Men moet onzen met sneeuw omstovene zangers het regt doen van te verklaren, dat zij, in hunne luchtin- luchtdoor- en-luchtover-zwevende sontags-liederen, zich van alle aardsche ketenen hebben weten te ontdoen, en zich aan geene regelen van het aardsche stof hebben gebonden:
Want in Dithyramben moet alles, wat schittren zal,
Luchtaardig zijn, en donker, en zwartglinsterend,
Om een lief ding, evenwel, wenschte ik, dat zij, in stede van Zondag, Vrijdag heette: want dan hadden ook wij, Duitschers, eens de Vrijheid durven bezingen!..... Doch ik moet eindigen, eer mij ligt iemand toeroept:
Zij zijn niet allen vrij, die met hun ketens spotten!

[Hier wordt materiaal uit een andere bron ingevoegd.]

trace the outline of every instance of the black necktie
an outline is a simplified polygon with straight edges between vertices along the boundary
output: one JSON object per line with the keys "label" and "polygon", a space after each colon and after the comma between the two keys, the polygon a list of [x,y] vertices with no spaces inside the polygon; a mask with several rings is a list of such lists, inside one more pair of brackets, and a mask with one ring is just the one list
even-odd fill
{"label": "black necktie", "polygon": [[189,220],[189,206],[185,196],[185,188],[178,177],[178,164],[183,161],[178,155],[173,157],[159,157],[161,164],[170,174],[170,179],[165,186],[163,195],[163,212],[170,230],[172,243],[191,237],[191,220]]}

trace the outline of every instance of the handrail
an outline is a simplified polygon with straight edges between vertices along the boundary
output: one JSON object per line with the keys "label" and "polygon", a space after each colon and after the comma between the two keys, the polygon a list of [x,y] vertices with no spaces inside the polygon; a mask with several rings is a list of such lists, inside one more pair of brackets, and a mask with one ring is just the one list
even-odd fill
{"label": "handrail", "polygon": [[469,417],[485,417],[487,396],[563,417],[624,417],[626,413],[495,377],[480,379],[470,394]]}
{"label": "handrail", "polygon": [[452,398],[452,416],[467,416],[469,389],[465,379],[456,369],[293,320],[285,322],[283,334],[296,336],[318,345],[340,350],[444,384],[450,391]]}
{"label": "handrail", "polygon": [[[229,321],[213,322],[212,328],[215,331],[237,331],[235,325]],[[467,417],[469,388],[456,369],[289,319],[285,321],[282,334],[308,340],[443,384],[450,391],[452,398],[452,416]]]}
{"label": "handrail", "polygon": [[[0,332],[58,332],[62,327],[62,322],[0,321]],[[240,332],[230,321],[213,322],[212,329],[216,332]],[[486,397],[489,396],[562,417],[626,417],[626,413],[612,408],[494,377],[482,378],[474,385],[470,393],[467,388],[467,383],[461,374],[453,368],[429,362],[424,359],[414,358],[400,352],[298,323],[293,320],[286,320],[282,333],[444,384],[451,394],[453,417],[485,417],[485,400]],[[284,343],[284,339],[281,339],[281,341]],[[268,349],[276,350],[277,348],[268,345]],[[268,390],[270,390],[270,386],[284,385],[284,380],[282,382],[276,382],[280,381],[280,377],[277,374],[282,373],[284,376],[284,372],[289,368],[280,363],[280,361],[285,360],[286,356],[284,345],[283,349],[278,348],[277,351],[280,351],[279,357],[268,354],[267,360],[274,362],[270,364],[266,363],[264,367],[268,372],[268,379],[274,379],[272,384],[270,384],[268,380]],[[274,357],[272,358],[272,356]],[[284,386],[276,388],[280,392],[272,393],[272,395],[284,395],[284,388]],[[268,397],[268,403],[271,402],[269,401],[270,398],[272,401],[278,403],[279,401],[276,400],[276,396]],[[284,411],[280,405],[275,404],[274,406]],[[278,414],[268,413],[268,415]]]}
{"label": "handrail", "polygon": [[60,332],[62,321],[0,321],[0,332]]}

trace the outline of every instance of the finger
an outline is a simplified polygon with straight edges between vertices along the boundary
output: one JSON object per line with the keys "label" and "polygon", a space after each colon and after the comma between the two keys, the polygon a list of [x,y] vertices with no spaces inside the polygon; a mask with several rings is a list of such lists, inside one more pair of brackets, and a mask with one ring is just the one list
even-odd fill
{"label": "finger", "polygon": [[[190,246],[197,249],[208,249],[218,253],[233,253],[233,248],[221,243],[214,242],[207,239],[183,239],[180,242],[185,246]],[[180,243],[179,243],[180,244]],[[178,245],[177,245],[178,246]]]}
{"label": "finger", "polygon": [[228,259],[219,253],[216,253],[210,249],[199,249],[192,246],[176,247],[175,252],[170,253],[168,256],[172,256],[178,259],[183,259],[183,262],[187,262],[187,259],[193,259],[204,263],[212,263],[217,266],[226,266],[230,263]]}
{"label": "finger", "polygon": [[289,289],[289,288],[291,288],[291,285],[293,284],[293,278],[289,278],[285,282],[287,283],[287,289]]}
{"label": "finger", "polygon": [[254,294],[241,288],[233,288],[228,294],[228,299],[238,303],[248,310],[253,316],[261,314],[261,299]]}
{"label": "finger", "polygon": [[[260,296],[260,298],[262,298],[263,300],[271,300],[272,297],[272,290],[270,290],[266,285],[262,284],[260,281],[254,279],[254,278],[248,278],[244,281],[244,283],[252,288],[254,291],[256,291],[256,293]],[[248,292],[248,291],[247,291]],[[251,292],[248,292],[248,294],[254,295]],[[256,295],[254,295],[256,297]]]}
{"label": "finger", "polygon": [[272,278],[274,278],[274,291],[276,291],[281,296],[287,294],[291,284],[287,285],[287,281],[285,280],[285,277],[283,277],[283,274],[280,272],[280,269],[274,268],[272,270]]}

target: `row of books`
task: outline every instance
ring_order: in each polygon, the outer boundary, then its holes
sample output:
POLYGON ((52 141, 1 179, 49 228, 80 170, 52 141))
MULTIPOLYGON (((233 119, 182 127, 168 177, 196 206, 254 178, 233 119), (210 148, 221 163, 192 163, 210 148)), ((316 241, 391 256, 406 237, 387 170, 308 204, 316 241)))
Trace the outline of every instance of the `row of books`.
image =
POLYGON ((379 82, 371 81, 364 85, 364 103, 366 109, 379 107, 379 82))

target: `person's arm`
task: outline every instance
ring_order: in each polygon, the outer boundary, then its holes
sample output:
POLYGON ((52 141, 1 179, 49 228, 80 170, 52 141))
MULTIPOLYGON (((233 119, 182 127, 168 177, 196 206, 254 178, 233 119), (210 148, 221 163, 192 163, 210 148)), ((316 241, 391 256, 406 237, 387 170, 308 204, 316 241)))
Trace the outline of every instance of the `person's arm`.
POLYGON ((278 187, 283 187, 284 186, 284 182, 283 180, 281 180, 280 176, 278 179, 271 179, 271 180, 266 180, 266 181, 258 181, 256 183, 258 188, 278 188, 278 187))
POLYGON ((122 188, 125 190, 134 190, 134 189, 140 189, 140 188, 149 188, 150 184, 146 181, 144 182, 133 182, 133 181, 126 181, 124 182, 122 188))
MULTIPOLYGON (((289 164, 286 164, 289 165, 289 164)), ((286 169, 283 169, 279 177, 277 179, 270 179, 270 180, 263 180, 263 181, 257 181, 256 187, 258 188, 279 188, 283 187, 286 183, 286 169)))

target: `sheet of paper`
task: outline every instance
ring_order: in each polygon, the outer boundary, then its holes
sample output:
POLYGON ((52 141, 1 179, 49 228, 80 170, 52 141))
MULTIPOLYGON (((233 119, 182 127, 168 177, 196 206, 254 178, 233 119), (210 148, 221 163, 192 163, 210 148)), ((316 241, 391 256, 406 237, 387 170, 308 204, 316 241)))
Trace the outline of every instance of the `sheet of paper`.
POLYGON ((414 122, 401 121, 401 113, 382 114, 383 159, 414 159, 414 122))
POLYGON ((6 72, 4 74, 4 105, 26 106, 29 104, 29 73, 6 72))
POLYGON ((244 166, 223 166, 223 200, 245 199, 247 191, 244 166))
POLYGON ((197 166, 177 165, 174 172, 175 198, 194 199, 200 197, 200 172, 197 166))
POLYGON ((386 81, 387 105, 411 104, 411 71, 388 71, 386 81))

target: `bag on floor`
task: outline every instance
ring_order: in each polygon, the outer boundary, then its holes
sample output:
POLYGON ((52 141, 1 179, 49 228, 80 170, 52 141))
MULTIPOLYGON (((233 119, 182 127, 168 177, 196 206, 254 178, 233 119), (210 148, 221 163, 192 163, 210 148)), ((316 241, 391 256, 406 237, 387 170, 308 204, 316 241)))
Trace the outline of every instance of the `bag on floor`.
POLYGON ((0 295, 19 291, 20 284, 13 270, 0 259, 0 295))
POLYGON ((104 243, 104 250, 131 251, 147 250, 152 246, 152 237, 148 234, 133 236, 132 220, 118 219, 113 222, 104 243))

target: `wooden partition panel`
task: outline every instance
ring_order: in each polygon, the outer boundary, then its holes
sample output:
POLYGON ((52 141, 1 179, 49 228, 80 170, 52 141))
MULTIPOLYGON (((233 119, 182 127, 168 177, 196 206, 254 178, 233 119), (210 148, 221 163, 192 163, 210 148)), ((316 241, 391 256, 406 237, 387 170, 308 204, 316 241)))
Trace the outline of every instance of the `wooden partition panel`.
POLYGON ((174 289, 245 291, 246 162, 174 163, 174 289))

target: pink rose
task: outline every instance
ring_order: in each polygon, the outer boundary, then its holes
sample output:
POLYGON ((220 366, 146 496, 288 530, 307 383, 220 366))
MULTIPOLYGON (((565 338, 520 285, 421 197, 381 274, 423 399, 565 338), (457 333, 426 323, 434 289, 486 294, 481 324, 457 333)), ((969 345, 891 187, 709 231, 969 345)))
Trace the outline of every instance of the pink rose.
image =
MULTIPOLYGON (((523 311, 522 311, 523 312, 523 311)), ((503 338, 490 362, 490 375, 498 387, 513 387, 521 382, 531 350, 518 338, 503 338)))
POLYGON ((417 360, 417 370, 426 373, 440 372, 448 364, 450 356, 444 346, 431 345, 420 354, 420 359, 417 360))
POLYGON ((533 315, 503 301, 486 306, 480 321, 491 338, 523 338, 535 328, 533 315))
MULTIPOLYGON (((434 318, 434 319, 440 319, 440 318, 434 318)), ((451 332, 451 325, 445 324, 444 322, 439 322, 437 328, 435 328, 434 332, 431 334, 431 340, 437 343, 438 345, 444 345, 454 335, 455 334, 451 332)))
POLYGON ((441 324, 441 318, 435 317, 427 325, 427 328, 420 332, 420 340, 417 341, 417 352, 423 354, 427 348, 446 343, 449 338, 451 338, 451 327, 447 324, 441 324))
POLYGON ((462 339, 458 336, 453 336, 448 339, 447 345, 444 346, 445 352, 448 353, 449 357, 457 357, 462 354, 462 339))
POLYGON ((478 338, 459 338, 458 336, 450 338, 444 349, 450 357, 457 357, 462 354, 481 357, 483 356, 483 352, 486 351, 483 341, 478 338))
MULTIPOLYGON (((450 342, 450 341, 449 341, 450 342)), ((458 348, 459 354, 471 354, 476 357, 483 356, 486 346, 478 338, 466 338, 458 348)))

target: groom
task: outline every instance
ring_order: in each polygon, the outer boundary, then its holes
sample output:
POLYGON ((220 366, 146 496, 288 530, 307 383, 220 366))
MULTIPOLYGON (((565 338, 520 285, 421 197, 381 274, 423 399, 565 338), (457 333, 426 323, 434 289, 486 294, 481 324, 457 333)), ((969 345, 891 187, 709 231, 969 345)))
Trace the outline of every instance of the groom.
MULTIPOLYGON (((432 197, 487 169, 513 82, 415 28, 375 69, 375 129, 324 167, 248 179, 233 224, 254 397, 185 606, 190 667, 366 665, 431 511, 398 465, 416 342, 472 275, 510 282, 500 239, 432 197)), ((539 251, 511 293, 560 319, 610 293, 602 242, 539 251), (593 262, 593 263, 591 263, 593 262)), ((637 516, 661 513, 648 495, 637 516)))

Henriëtte sontag (dit getuigen allen, die haar kennen) heeft alle deze waterzuchtige en teringzieke pluimstrijkerijen met de beminnelijkste bescheidenheid opgenomen, en hare goedhartigheid heeft er zelfs niet eens om gelagchen. Mogt zij deze onschuld des harten ook te Parijs bewaren! En zoo de meer gekruide vleijerijen van den Franschen kok harer gezondheid mogten nadeelig zijn, zoo keere zij spoedig naar Frankfort terug, waar de hongerkuur des Tooneelbestuurs dezelve zeker weldra weêr zal herstellen. Zij heeft dit reeds ondervonden. Gewoon, overal, als een juweeltje, met zachte watten te worden omwikkeld, moet de grove, paklinnen bejegening van een schagcherend Tooneelbestuur haar uiterst hard gevallen zijn. Toen zij vroeger hier optrad, ontving zij, bij verdubbelden toegangsprijs, de helft der ontvangst. Thans schreef zij uit Berlijn, dat zij op dezelfde voorwaarden wilde overkomen; doch men antwoordde haar, dat dit niet zijn konde, wijl het publiek over die prijsverdubbeling geweldig had gemord, en bood haar voor elken speelavond 50 Louisd'or aan. Zij aanvaardde zulks. Maar, toen zij kwam, verdubbelde men evenwel den schouwburgsprijs, en hield zich tevens aan het gemaakte verdrag. Nog erger! Als eene Berlijnsche, die haren Koning (frederik) vereerde, had zij het ongeluk gehad te schrijven: ‘Ik ben tevreden met de aangebodene 50 Friedrichsd'or.’ En van deze blijkbare schrijfsout, veelligt uit een loffelijk Patriotismus voortgesproten, had men de laagheid gebruik te maken: men betaalde haar werkelijk in Friedrichsd or; en het bestuur van den schouwburg, dien hare vier speelavonden 5000 guldens zuivere winst hadden aangebragt, won hierbij nog 2 à 300 guldens meer!